My memory is rusty but I'll try to answer. Firstly, I'm not sure whether you meant sell or buy naked put. Because a bearish person will buy puts not sell puts. A bullish person will sell puts not buy puts.
When you write a put, you are selling the right (not obligation) to sell the underlying asset at a price. This 'right' expires on a certain date.
American options means it can be exercised before and on the expiration date. European options means it can only be exercised on the expiration date.
Let's say stock A price is $100 today. You speculate that the share is undervalued and will rise. So you write a put with strike price $100 thinking the share price will rise above $100 by the expiration date and collect a $5 premium.

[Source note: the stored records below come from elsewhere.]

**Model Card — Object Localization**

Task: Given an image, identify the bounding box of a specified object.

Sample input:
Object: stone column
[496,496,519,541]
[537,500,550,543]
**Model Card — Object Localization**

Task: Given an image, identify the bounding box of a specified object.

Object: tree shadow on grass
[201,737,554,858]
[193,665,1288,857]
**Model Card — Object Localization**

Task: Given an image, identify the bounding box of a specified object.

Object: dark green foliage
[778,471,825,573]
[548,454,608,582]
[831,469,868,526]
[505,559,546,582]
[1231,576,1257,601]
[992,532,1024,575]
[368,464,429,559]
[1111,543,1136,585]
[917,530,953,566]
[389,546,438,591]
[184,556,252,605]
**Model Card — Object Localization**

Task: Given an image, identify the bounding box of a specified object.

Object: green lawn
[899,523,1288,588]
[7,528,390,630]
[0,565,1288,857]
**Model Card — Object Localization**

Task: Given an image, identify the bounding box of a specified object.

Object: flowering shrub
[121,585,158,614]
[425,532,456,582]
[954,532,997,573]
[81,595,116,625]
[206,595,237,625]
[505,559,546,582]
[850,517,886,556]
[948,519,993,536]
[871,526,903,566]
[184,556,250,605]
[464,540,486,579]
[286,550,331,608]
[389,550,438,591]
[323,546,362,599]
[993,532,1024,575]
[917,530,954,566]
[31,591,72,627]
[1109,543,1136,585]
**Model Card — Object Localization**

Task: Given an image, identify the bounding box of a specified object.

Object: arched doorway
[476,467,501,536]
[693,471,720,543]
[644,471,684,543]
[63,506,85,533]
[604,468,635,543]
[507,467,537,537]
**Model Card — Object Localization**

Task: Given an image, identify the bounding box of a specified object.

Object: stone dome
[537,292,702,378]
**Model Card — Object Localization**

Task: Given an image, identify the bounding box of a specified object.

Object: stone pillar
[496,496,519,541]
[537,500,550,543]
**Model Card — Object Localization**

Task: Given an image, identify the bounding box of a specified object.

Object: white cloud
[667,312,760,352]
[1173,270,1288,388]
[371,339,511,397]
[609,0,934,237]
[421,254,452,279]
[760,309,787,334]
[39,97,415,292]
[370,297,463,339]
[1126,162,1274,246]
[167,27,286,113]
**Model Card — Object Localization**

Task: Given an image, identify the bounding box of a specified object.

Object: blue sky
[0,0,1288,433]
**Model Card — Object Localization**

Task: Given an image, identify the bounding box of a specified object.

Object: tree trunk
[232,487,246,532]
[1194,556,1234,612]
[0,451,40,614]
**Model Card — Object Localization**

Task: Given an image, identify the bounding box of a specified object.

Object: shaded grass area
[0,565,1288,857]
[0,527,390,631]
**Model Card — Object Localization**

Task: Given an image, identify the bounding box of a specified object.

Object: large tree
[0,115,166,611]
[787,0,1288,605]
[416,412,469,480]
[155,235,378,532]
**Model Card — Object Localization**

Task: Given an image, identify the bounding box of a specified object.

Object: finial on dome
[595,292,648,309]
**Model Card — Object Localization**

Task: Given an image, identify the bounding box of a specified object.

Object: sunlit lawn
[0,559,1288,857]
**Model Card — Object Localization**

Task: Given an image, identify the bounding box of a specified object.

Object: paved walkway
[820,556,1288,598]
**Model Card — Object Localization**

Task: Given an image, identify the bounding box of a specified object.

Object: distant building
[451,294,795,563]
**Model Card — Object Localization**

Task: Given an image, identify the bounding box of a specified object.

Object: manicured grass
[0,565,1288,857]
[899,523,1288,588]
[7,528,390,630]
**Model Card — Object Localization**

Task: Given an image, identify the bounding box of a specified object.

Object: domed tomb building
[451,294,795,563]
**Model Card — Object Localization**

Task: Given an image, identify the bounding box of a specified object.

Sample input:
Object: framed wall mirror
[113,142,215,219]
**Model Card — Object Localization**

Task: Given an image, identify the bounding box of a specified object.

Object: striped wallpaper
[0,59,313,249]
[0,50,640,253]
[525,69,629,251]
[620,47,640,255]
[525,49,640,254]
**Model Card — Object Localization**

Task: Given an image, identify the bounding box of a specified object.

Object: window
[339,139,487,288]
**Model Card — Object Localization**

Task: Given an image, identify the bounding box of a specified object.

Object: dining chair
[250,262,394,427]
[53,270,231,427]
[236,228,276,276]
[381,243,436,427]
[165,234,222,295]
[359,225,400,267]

If the price falls below $100 say $70 and the buyer of your put option exercises it, they sell the share to you at $100. Technically, you don't want this stupid share that you bought at $100 when the market value is only $70. So, your loss is $100-$70=$30. However, you gain the $5 premium earlier. Hence, net loss is $25 ($30-$5).
Your max gain if the option expires worthless is +$5.
Your max loss is -$95 ($100-$5). Assuming the share falls to $0 but it's unlikely.
Tldr; it's a gamble.
I believe there are several ways to protect yourself while shorting the market. One is called bear spread strategy.
Thanks. I believe danmooncake was talking about selling naked Puts (refer to his earlier posts) . And yes, I am talking about that risk of $25 net loss, if the market really tanks.